Scary movies and debates
By Aussiegirl
Anybody else suffering from election fatigue? Of course we have no right to complain, given the stakes and the fact that our Commander in Chief can't get tired nor can our brave troops in harm's way, doing the tough work of waging this war on terror.
But on the other hand, that isn't the same thing as surviving all this pre-election media generated hype. The dog and pony shows that these debates have become. These ridiculous Hollywood productions, which are little more than high-stakes reality shows with more at stake than surviving on a desert isle with other cut throat contestants, or eating worms or having snakes slither all over you.
No, this is far, far worse and more serious. So I feel more than a bit churlish and childish to say I've had enough for a while and I need to take a break. I need a weekend (oops, it's not the weekend) of old horror movies, so I can peer through my fingers at something more spine-tinglingly (now there's a word for you) innocuous and enjoyable than a mind-numbing charade engineered by the Rudolph-nosed Jim Lehrer and the pommaded and rouged and lipsticked Kerry, lecturing our brave President on all the things he's gotten wrong.
So -- to escape -- or not to escape -- that is the question. Whether 'tis nobler in the mind to bear the slings and arrows of outrageous media, or to take arms against a sea of hype and distortion and by opposing end them. Or, perchance to escape into fantasy. A wonderful world where every scary situation has a happy ending, and we can leave the theater or our living rooms and rejoin a comforting and secure world having vicariously experienced the pleasure of terror.
But there's the rub. The terror. And now it's real. And its potential is real. It's not an eerily creaking door, or footsteps in the dark, or a satisfying monster consumed and destroyed by some clever last minute discovery. But still, I try to escape. If only for a few moments.
What were those wonderful old movies, the ones I remember from my childhood, either in the movie theater or more likely, on our black and white telly -- fun ghost and monster stories on a late summer night when you didn't have to get up for school in the morning, and your parents called from their bedroom -- "Get to bed." But you just had to see it to the end.
So let us take a momentary diversion into the merely entertaining forms of terror, the comforting kind.

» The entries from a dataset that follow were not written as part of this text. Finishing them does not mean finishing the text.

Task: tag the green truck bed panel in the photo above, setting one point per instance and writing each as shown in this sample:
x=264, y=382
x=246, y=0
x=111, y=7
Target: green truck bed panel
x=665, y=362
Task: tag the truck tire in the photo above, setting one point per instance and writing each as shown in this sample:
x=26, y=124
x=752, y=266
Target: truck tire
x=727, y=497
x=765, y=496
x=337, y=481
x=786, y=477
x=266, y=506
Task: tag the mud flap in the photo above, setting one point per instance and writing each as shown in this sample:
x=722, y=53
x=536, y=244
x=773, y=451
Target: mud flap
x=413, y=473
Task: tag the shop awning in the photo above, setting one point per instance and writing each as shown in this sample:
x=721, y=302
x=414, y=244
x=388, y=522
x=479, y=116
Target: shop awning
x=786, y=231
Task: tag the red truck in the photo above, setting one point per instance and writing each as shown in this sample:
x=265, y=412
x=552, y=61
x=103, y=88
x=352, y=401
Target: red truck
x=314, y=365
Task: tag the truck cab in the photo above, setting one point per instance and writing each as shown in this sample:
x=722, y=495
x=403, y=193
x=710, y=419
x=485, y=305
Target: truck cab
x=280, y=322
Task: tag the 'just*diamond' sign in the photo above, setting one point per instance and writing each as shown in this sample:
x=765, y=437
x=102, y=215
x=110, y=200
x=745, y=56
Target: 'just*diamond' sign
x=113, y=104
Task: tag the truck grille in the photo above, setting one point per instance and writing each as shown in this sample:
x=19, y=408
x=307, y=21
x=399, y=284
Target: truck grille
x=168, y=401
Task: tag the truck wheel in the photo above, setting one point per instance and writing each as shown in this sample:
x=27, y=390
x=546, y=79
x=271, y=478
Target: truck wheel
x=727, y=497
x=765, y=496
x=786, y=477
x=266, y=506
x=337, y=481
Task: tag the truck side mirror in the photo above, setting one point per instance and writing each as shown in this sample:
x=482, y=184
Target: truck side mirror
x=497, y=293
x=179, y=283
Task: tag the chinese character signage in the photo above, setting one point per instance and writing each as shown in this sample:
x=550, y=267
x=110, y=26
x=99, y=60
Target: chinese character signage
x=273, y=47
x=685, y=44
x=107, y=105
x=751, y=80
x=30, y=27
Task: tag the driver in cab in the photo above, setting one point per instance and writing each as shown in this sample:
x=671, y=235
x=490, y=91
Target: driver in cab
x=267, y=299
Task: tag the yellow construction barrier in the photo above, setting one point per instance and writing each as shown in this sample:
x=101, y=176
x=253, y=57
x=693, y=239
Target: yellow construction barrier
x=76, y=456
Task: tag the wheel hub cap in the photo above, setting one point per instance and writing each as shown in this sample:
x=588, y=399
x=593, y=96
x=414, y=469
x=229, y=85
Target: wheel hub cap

One of my all time favorites is a movie with Dana Andrews called "Curse of the Demon". It is based on a famous story, "Casting the Runes", by M. R. James, a highly respected bibliographer, archeologist and classical scholar, who also wrote some wonderful ghost stories in his spare time. Like the "Uninvited", it creates almost unbearable suspense and that sense of hair standing up on the back of your neck through sheer atmosphere and mood -- the fear of something "other", not seen, but felt, an unmistakeable sense of creeping and menacing evil in an otherwise perfectly innocuous setting. Marvelous and highly recommended viewing if you can find a copy somewhere.
And surely one of the greatest ghost stories ever told is the marvelous was-she-or-wasn't-she-haunted production of Henry James' classic "The Turn of the Screw". I much prefer the 1961 black-and-white version with Deborah Kerr (called "The Innocents") to the later versions. What's interesting to me is how beautifully and subtly James has allowed every episode and occurrence to be open to two possible interpretations. Either the governess is a repressed, hysterical neurotic, or she truly is haunted and the child possessed. As a child I was absolutely convinced that the ghost story was real and that the young boy was haunted. I couldn't understand how no one would believe her, and I found the scene of the ghost appearing on the island across the lake to be almost unbearably terrifying and creepy. On viewing as an adult I found I saw it the other way.
In fact the entire movie is a brilliant study in suspense and understatement, scaring us and creating a sense of fear, foreboding, danger and evil with very few resorts to actual visuals. Suggestions more powerfully invoke our imagination because they call forth those childhood fears in the night, the crawling sensation up the spine, as some intangible fear seizes possession of us. The seen is always less fearful than the unseen. Imagined horror is so much more powerful than anything a special-effects studio can muster. Our imaginations and emotions summon up the atavistic fears of primitive man cowering in the night as unknown and unseen dangers lurked and gathered in the shadows.
That's why modern movies with gore galore, explosions, monsters and special effects do little more than provide us with the emotional equivalent of a roller-coaster ride -- thrilling while we are watching and forgettable as soon as they are over -- while the eerie intimations of a ghost story well told can haunt us for days to come.
Sort of like the first debate, come to think of it!